Sono sempre stato una persona creativa e ho sempre apprezzato l'arte in ogni sua forma. All'inizio volevo diventare un disegnatore o un illustratore, ma, sin da piccolo, sono sempre stato circondato dalla fotografia. Già nei primi anni '80 mio padre era un appassionato di fotografia. Ricordo che lo guardavo nella camera oscura mentre trattava le sue fotografie nelle vaschette: per me era affascinante osservare le immagini apparire sulla carta.

Fu proprio mio padre a regalarmi la mia prima macchina fotografica: io me la portavo sempre dietro, soprattutto per fare foto agli amici, e prendevo ispirazione da qualsiasi cosa per creare servizi fotografici!

Dopo aver lasciato la scuola, ho studiato arte e design al college di Hull e per un po' ho lasciato da parte la mia passione per la fotografia. Sono andato avanti a studiare design della moda per un po', ma poi mi resi conto che quella non era la mia strada. Tuttavia la moda mi ha sempre interessato e così fondere questa passione con la fotografia mi è sembrato un processo del tutto naturale.


E quindi ti sei iscritto a un corso di fotografia?

No, in larga parte sono un autodidatta della fotografia, a parte quello che mi ha mostrato mio padre. Non sono un tecnico quando si tratta di scattare una foto: lavoro in modo intuitivo e cerco di realizzare l'immagine per come "sento" che dovrebbe essere. E' una cosa alchemica, più che altro.



Pistole, sigarette, punizioni, prigioni: i tuoi modelli in genere non impersonano "bravi ragazzi"...

Certo, le mie fotografie hanno un lato oscuro ed è una cosa intenzionale, ovviamente. Ogni giorno nei film e in televisione vediamo pistole, violenza e fumo, ma tutto ciò, non appena lo usi in un'immagine ferma, assume un nuovo significato ed è proprio questo ad interessarmi. Mentre scatto, tendo a pensare in modo cinematografico e quindi a creare delle sceneggiature nella mia testa. Tratto i modelli come attori, descrivo loro una situazione all'interno della quale agire e io lavoro a partire dalle loro azioni. Non mi piace dare troppe indicazioni ai modelli.


Ma secondo te perché i "cattivi ragazzi" sono così sexy? Che relazione esiste tra violenza e sessualità?

Con le mie fotografie mi piace sfidare i limiti ed esplorare il lato più oscuro dell'umanità. Credo che quando si mettono insieme violenza e sessualità in un'immagine ferma, essa pone immediatamente delle domande e assume molte interpretazioni differenti. Nelle mie immagini, la pistola è soprattutto un simbolo fallico. E nelle mie immagini mi piace sviluppare un senso di costrizione, cosa che non va confusa con il bondage o il sadomaso.


Ma un limite non viene varcato: anche quando i tuoi bellissimi modelli sono nudi, non vediamo mai i loro genitali...

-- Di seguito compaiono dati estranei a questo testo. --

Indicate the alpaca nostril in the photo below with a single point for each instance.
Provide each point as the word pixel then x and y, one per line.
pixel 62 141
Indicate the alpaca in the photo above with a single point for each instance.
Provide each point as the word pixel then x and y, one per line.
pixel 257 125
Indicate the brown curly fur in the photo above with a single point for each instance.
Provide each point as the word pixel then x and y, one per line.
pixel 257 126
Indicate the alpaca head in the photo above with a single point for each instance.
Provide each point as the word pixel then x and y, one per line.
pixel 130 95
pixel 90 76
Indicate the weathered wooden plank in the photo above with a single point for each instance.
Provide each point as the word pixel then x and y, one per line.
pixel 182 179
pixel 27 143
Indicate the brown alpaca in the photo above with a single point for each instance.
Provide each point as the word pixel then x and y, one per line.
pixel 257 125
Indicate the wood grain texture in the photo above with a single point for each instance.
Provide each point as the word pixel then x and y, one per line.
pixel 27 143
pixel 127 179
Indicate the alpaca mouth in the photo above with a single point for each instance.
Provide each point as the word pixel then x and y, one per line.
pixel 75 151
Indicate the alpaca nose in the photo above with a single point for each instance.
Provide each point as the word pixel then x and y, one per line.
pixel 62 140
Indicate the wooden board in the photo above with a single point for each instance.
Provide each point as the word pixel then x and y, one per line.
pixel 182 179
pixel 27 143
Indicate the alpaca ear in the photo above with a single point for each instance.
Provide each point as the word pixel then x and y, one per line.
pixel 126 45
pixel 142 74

Sono un convinto sostenitore che il meno è meglio. Il mio lavoro ha una certa intensità erotica, ma questa si esprime in modo sottile. Credo che un'immagine sia più interessante quando offre spazio all'immaginazione. Per questo, anche se ho scattato dei nudi integrali e frontali, ho deciso di non mostrarli. Forse in futuro cambierò idea, ma, almeno per adesso, mi piace il mistero creato dal non vedere tutto. Non sono assolutamente un puritano e ammiro i lavori di nudo integrale di altre persone, ma, per quanto mi riguarda, si tratta di qualcosa che andrebbe fatto solo per una giusta ragione.


Alle foto in studio preferisci quelle in esterni o in location molto particolari...

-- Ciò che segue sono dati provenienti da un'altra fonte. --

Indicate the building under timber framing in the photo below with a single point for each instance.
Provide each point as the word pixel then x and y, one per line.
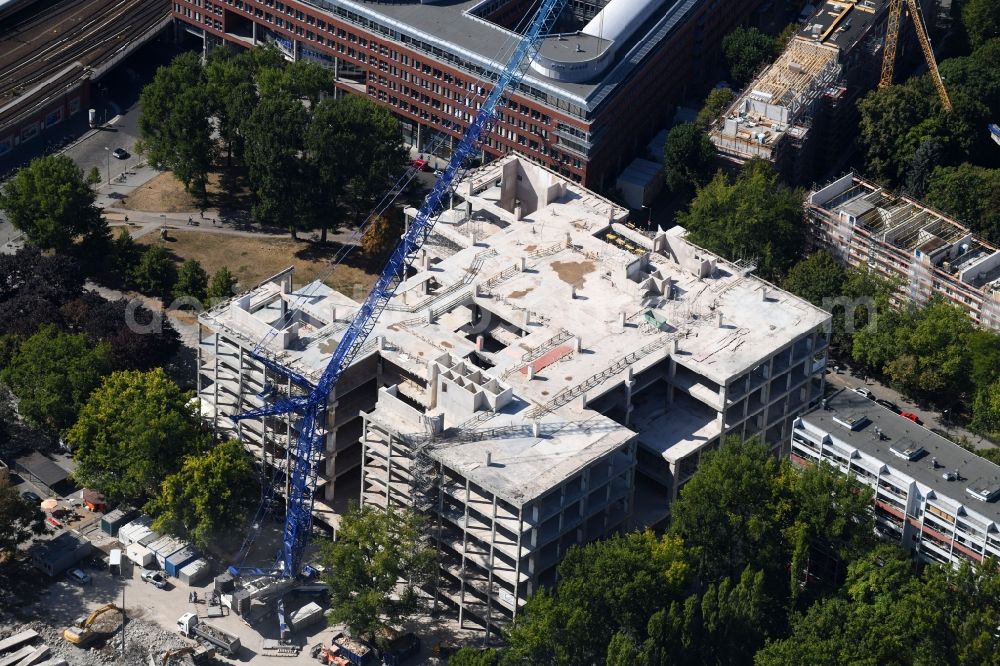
pixel 863 224
pixel 546 376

Ho sempre preferito lavorare in qualche location piuttosto che in studio. Tutto dipende da cosa sto fotografando e da come voglio che appaia. La fotografia in esterni mi dà più libertà e mi permette di elaborare la sceneggiatura nell'immagine. Mi piace anche giocare con la luce naturale e manipolarla fino a farla diventare come la voglio io.

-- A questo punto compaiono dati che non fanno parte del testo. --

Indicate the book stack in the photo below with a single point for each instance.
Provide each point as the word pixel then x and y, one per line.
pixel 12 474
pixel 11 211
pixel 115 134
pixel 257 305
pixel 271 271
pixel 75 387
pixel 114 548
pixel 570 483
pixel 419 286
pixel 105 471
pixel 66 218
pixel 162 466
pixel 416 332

Posso allora chiederti qualche consiglio pratico per i nostri lettori che vogliano scattare fotografie in esterni?

Certo! Come suggerimento direi che una giornata parzialmente nuvolosa offre la luce migliore. Il sole splendente crea ombre molto scure che possono avere un bell'effetto se usate correttamente. Anche la distanza è un elemento chiave, sia che si realizzino primi piani sia che si prenda l'immagine da lontano. La questione principale è quella di inserire il modello all'interno del paesaggio in modo che l'uno completi l'altro e viceversa.


Little Prince(ss)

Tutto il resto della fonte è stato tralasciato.